All I’ve done is create three small “dimension” tables of 70 rows each then created a table which is their Cartesian join, which produces a “fact” table of 343,000 rows. Then I’ve written a simple query to join the three dimension tables to the fact table.

I’ve used swap_join_inputs() for all the joins in one version of the query, and no_swap_join_inputs() in the other versions; and I’ve reconnected to the data before running each query to make it easier to see the different impact on the PGA of the two plans.

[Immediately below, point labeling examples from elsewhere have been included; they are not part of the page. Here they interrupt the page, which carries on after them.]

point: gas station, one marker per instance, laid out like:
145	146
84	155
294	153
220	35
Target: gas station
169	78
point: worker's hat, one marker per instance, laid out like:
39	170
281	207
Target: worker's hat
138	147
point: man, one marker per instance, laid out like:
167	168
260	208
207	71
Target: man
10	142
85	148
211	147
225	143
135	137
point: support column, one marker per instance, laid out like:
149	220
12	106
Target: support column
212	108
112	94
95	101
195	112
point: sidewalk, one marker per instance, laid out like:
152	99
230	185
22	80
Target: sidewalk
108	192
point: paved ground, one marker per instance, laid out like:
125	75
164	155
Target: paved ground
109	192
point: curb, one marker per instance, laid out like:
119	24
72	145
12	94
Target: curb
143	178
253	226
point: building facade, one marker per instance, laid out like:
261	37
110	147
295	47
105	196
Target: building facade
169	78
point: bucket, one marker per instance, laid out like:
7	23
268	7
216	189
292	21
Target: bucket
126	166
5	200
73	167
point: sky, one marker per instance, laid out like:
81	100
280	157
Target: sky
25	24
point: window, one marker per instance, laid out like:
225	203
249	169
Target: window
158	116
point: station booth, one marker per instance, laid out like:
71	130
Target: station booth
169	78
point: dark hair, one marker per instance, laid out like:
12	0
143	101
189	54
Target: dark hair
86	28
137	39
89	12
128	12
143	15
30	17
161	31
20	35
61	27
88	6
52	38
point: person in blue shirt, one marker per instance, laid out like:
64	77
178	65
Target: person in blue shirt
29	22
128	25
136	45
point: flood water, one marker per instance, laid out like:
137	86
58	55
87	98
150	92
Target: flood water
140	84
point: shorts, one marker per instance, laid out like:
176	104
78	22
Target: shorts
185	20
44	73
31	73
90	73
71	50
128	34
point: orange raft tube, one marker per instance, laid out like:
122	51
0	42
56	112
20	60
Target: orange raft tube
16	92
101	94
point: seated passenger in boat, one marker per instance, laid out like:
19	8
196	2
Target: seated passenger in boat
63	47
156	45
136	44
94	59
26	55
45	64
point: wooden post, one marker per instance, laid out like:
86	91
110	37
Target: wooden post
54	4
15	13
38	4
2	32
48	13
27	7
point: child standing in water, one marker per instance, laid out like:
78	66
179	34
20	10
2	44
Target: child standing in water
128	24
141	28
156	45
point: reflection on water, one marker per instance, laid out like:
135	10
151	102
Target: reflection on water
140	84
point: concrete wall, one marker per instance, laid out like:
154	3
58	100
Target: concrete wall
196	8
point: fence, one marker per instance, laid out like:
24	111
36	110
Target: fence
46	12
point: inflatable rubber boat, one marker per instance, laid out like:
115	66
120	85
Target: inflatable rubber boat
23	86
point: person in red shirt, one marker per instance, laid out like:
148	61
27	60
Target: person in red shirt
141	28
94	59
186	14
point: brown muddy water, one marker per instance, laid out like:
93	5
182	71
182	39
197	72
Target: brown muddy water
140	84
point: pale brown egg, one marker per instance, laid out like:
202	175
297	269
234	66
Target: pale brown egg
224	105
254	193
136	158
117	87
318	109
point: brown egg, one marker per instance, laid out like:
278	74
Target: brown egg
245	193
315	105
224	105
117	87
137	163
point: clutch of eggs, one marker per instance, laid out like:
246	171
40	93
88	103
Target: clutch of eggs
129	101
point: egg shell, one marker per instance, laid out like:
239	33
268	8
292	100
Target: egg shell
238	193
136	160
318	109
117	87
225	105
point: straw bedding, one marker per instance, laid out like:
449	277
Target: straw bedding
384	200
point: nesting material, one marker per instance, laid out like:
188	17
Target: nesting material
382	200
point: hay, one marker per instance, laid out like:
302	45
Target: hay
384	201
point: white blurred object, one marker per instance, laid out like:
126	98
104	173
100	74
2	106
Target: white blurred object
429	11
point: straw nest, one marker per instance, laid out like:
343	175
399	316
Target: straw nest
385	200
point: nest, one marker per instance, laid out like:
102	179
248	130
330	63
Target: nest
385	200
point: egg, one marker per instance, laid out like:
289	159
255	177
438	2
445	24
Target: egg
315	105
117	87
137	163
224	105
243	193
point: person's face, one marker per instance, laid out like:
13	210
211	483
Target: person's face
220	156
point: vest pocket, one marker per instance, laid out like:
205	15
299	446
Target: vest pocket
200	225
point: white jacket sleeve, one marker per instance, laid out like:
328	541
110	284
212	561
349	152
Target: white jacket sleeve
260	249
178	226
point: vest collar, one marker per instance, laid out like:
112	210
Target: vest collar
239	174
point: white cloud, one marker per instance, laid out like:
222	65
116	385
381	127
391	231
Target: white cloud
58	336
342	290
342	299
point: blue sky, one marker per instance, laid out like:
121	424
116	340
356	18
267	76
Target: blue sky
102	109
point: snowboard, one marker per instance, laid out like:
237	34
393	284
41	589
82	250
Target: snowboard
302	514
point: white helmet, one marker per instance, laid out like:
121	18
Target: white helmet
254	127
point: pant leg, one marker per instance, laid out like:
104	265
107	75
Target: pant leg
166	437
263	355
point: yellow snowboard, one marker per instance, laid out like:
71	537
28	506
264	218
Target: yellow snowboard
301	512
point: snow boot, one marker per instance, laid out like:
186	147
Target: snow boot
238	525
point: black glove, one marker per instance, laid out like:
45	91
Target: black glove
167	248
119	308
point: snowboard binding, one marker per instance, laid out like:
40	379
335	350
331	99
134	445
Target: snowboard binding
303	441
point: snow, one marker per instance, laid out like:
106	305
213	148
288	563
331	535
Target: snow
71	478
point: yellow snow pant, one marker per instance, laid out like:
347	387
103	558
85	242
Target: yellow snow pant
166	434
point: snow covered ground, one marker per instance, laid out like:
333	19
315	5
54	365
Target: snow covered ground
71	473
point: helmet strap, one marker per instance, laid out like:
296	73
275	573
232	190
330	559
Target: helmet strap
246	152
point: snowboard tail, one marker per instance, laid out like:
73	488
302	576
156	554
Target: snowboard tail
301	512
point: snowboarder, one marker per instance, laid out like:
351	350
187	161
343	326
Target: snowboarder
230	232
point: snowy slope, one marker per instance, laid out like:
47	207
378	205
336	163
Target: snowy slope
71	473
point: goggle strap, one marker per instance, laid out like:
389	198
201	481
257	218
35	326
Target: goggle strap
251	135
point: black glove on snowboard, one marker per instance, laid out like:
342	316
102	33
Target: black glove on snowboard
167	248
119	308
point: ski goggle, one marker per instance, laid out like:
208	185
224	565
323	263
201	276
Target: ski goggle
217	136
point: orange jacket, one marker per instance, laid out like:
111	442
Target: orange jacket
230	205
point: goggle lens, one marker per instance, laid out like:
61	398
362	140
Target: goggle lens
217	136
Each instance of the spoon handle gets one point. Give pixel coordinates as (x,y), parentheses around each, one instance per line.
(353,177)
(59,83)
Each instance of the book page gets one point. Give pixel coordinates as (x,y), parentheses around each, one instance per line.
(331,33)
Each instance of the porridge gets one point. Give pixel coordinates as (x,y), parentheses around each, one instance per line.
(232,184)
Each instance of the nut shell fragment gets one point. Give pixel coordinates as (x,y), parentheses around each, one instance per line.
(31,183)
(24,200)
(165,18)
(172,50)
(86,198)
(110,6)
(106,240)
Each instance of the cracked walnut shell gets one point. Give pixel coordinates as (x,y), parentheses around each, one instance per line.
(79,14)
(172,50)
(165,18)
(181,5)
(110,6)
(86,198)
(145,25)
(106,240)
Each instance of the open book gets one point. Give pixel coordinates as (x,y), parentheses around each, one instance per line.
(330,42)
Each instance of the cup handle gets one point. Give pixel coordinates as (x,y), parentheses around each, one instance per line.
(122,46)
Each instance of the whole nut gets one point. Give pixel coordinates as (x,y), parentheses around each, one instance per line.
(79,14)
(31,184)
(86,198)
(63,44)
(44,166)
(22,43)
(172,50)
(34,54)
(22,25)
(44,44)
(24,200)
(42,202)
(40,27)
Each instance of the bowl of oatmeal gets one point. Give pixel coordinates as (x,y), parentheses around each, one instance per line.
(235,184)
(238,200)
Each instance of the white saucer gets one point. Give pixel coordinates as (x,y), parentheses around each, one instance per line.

I’ve use dbms_xplan.display_cursor() to pull the execution plans from memory after running the queries, and since I’ve not set statistics_level to all, or added the hint /*+ gather_plan_statistics */ to the queries the only rowsource execution statistics I’ll get are the PGA usage: estimates and actuals.

The final step of each test reports the maximum PGA memory usage the session reached in the course of the test.

Here are the two plans, each followed by the PGA maximum memory size.

--------------------------------------------------------------------------
| Id  | Operation             | Name | E-Rows |  OMem |  1Mem | Used-Mem |
--------------------------------------------------------------------------
|   0 | SELECT STATEMENT      |      |        |       |       |          |
|   1 |  SORT AGGREGATE       |      |      1 |       |       |          |
|*  2 |   HASH JOIN           |      |    343K|  2171K|  2171K| 1684K (0)|
|   3 |    TABLE ACCESS FULL  | T3   |     70 |       |       |          |
|*  4 |    HASH JOIN          |      |    343K|  2171K|  2171K| 1681K (0)|
|   5 |     TABLE ACCESS FULL | T2   |     70 |       |       |          |
|*  6 |     HASH JOIN         |      |    343K|  2171K|  2171K| 1711K (0)|
|   7 |      TABLE ACCESS FULL| T1   |     70 |       |       |          |
|   8 |      TABLE ACCESS FULL| T4   |    343K|       |       |          |
--------------------------------------------------------------------------

Predicate Information (identified by operation id):
---------------------------------------------------
   2 - access("T3"."ID"="T4"."ID3")
   4 - access("T2"."ID"="T4"."ID2")
   6 - access("T1"."ID"="T4"."ID1")

PGA_MAX_MEM
-----------
 13,859,925

--------------------------------------------------------------------------
| Id  | Operation             | Name | E-Rows |  OMem |  1Mem | Used-Mem |
--------------------------------------------------------------------------
|   0 | SELECT STATEMENT      |      |        |       |       |          |
|   1 |  SORT AGGREGATE       |      |      1 |       |       |          |
|*  2 |   HASH JOIN           |      |    343K|    23M|  3727K|   29M (0)|
|*  3 |    HASH JOIN          |      |    343K|    23M|  3727K|   29M (0)|
|*  4 |     HASH JOIN         |      |    343K|    23M|  3667K|   29M (0)|
|   5 |      TABLE ACCESS FULL| T4   |    343K|       |       |          |
|   6 |      TABLE ACCESS FULL| T1   |     70 |       |       |          |
|   7 |     TABLE ACCESS FULL | T2   |     70 |       |       |          |
|   8 |    TABLE ACCESS FULL  | T3   |     70 |       |       |          |
--------------------------------------------------------------------------

Predicate Information (identified by operation id):
---------------------------------------------------
   2 - access("T3"."ID"="T4"."ID3")
   3 - access("T2"."ID"="T4"."ID2")
   4 - access("T1"."ID"="T4"."ID1")

PGA_MAX_MEM
-----------
 52,984,917

As you can see, each of the hash joins in the first plan required roughly 1.7MB of memory. All three hash tables would have been in existence at the same time, giving a total of about 5.1MB of memory for the query. The session’s maximum PGA usage shows up as 13MB, of which 5MB was my basic “startup” PGA, leaving 3MB “unaccounted”.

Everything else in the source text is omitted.